Abrí la boca para contestarle, pero en ese momento la puerta se abrió para darle paso un tipo alto y delgado que vestía ropa de camuflaje. Este trajo consigo un gran balde de agua, me miró con desdén, y lo colocó sobre la mesa.
—Contestarás a todo lo que te preguntemos —el flacuchento cruzó los brazos.
—¿Qué si no quiero? —levanté la mirada en forma de desafío.
Sin decir nada, el tipo delgado se colocó a mis espaldas, y me metió la cara en el balde de agua helada.
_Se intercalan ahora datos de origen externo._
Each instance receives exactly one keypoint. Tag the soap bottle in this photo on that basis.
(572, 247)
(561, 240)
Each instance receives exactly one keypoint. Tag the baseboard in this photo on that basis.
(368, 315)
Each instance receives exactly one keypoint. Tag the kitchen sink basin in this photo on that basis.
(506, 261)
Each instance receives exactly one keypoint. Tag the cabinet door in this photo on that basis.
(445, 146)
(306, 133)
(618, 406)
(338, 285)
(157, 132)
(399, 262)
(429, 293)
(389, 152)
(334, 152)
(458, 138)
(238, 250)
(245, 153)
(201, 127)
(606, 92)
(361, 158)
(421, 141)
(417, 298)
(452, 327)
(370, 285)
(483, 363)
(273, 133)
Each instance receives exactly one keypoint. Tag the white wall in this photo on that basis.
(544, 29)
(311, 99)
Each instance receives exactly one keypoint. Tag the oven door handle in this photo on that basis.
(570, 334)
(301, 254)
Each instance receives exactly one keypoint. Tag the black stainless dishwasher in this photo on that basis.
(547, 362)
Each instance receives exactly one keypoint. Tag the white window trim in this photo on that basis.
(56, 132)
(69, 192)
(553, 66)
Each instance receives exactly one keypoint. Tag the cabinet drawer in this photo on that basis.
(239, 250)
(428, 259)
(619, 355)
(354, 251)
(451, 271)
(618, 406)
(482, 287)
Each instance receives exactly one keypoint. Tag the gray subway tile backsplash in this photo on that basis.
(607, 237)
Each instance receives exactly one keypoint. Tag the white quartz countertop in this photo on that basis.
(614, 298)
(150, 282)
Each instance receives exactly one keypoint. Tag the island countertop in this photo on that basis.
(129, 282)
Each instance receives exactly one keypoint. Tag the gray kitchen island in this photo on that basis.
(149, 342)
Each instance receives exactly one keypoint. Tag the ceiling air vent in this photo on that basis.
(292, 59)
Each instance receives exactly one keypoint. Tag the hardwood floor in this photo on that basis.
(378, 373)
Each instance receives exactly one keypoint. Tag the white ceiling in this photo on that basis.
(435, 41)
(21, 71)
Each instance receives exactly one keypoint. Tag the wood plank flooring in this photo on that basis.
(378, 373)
La mantuvo allí por casi un minuto, hasta que se dio cuenta de que me estaba quedando sin aire.
—Me dirás de donde vienen. ¡Ya mismo! —gritó el flaco, levantándome por los cabellos.
-Del entrepiernas de tu madre.
—¡No te hagas el chistoso! —gruñó, volviendo a sumergirme en el balde.
Cuando al fin logré tomar aire, tosí con fuerza y contesté a secas.
—Venimos de Valencia.
—¿Por qué entraron a nuestro depósito?
—¡No me jodas! —exclamé—. Nosotros llegamos primero.
—¡Eso no me interesa! ¡Robaron nuestras provisiones y luego las quemaron en una explosión!
—¡Ustedes fueron los idiotas que la causaron!
—¡Lleva a este insolente al cuarto de prisioneros! —ordenó el musculoso—. Y asegúrate de vigilarlo, ya se me escapó una primera vez.
—Sí, señor —asintió el flaco, arrastrándome hacia otra habitación estrecha y oscura—. Ni se te ocurra intentar algo —agregó, tirándome al suelo.
Escuché cómo daba un sonoro portazo, y poco a poco sus pasos se alejaron del lugar. De repente, sentí una fuerte punzada en el muslo izquierdo, y al mirar mi pierna, recordé que debía encargarme de la herida lo pronto más pronto posible o esta podría infectarse. Logré arrancar un trozo de mi camiseta con los dientes, y lo dejé caer al suelo mientras pensaba en en cómo extraer el vidrio de manera segura.
—Hola —me saludó una voz femenina, parecía provenir del interior del cuarto—, ¿quién eres?